Question

A buffer solution is prepared by mixing 1 mole of HA and 1 mole of NaA into 1 L distilled water. Calculate the change in pH when 25 mL of 0.20 M NaOH is added into 500mL of the buffer?

Answer 1

Note that we are not given the value of $p{K_a}$ hence we’ll solve this question without using the $p{K_a}$ . The pH of a solution containing a weak acid (HA) and its conjugate base (NaA) can be given by the Henderson-Hasselbalch equation. This equation is given as:
$pH = p{K_a} + \log \left( {\dfrac{{[{\text{conjugate base]}}}}{{[{\text{weak acid]}}}}} \right)$

Complete Step By Step Answer:
The buffer solution given to us contains a weak acid (HA) and its conjugate base, ${A^ - }$ which come in the solution from the salt NaA. The value of $p{K_a}$ is given as $p{K_a} = - \log ({K_a})$ . ${K_a}$ is the dissociation constant.
The buffer solution is prepared by 1 mol of weak acid and 1 mol of conjugate base. The dissociation of the salt NaA will be in 1:1 ratio. So the no. of moles of salt will be equal to the no. of moles of conjugate base ${A^ - }$ in the solution. The molarity or the concentration of the solution can be given as: $c = \dfrac{n}{V}$
$[HA] = [{A^ - }] = \dfrac{{1\;mol}}{{1L}} = 1M$
The volume of the stock solution taken is 500mL. The no. of moles of HA and ${A^ - }$ will be equal to: $n = c.V$
${n_{HA}} = {n_{{A^ - }}} = 1M \times 500 \times {10^{ - 3}}L = 0.50mol$
Initially when the buffer solution isn’t added in the solution, the pH of the buffer will be equal to the $p{K_a}$ of the acid. (since the concentration of acid and conjugate base is equal).
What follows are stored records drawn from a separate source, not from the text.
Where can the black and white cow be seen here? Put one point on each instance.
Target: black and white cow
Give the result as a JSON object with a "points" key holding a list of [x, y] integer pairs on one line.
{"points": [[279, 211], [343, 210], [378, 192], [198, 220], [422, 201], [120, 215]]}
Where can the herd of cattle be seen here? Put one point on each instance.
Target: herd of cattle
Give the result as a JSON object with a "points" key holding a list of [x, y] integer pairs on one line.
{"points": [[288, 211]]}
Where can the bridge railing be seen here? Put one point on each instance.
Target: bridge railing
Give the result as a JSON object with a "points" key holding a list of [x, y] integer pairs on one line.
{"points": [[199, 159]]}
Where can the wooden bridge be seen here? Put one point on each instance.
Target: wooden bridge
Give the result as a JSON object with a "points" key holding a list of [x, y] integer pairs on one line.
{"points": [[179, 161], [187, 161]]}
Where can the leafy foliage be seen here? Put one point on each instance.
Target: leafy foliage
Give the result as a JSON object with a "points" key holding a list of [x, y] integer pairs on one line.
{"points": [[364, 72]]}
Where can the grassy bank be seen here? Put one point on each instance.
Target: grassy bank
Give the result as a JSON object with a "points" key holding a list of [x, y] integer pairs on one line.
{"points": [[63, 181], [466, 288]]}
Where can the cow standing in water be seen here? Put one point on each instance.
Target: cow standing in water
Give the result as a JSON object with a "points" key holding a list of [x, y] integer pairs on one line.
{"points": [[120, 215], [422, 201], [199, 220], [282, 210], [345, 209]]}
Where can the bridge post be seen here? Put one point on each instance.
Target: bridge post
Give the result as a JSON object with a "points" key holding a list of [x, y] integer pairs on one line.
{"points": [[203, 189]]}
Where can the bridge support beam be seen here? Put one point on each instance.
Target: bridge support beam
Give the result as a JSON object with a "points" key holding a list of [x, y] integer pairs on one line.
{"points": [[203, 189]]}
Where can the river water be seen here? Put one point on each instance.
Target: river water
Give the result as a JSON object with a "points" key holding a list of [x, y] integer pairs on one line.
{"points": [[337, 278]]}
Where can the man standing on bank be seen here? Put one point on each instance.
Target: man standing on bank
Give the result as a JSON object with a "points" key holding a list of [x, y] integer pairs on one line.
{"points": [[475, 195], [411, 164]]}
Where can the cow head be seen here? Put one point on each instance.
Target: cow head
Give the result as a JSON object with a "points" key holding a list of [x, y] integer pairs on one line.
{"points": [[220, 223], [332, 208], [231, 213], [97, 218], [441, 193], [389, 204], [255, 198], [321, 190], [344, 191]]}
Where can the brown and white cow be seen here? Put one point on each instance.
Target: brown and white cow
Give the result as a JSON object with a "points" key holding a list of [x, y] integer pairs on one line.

Substituting in the equation we have:
$p{H_1} = p{K_a} + \log \left( {\dfrac{{1M}}{{1M}}} \right) = p{K_a}$
We are adding 25mL of the NaOH solution. The hydroxide ions will react in a 1:1 ratio with the weak acid (neutralization reaction will occur) and a conjugate base will be produced. $H{A_{(aq)}} + O{H^ - }_{(aq)} \to A_{(aq)}^ - + {H_2}{O_{(l)}}$
The no. of moles of hydroxide ions added to the 500mL of the buffer solution will be equal to: ${n_{O{H^ - }}} = 0.20M \times 25 \times {10^{ - 3}}L = 0.0050mol$ of $O{H^ - }$ .
After neutralization reaction, the no. of $O{H^ - }$ left in the solution will be $= 0mol$ (since all the $O{H^ - }$ ions will be utilized)
The no. of moles of HA left after addition of 25ML of NaOH solution $= {n_{HA}} = 0.50mol - 0.0050mol = 0.495mol$
${n_{{A^ - }}} = 0.50mol + 0.0050mol = 0.505mol$
The total volume of the buffer solution after addition of NaOH $= {V_{total}} = 500mL + 25mL = 525mL$
The new concentrations of weak acid and the conjugate base will be equal to:
$[HA] = \dfrac{{0.495mol}}{{525 \times {{10}^{ - 3}}L}} = 0.9429M$
$[{A^ - }] = \dfrac{{0.505mol}}{{525 \times {{10}^{ - 3}}L}} = 0.9619M$
The pH of the solution according to the Henderson-Hasselbalch equation will be: $p{H_2} = p{K_a} + \log \left( {\dfrac{{0.9619M}}{{0.9429M}}} \right) = p{K_a} + 0.00866$
The change in the pH will be the difference between the two pH’s which comes as:
$\Delta pH = p{H_2} - p{H_1}$
$\Delta pH = p{K_a} + 0.00866 - p{K_a} = 0.00866$
This the required change in pH observed.

Note:
If the value of $p{K_a}$ is given to us then the proceeding of the problem would be the same, but the value of $p{K_a}$ will be substituted in the formula of pH and the change in pH is found according. The given buffer is an acidic buffer, since it is a solution of weak acid and conjugate base (salt).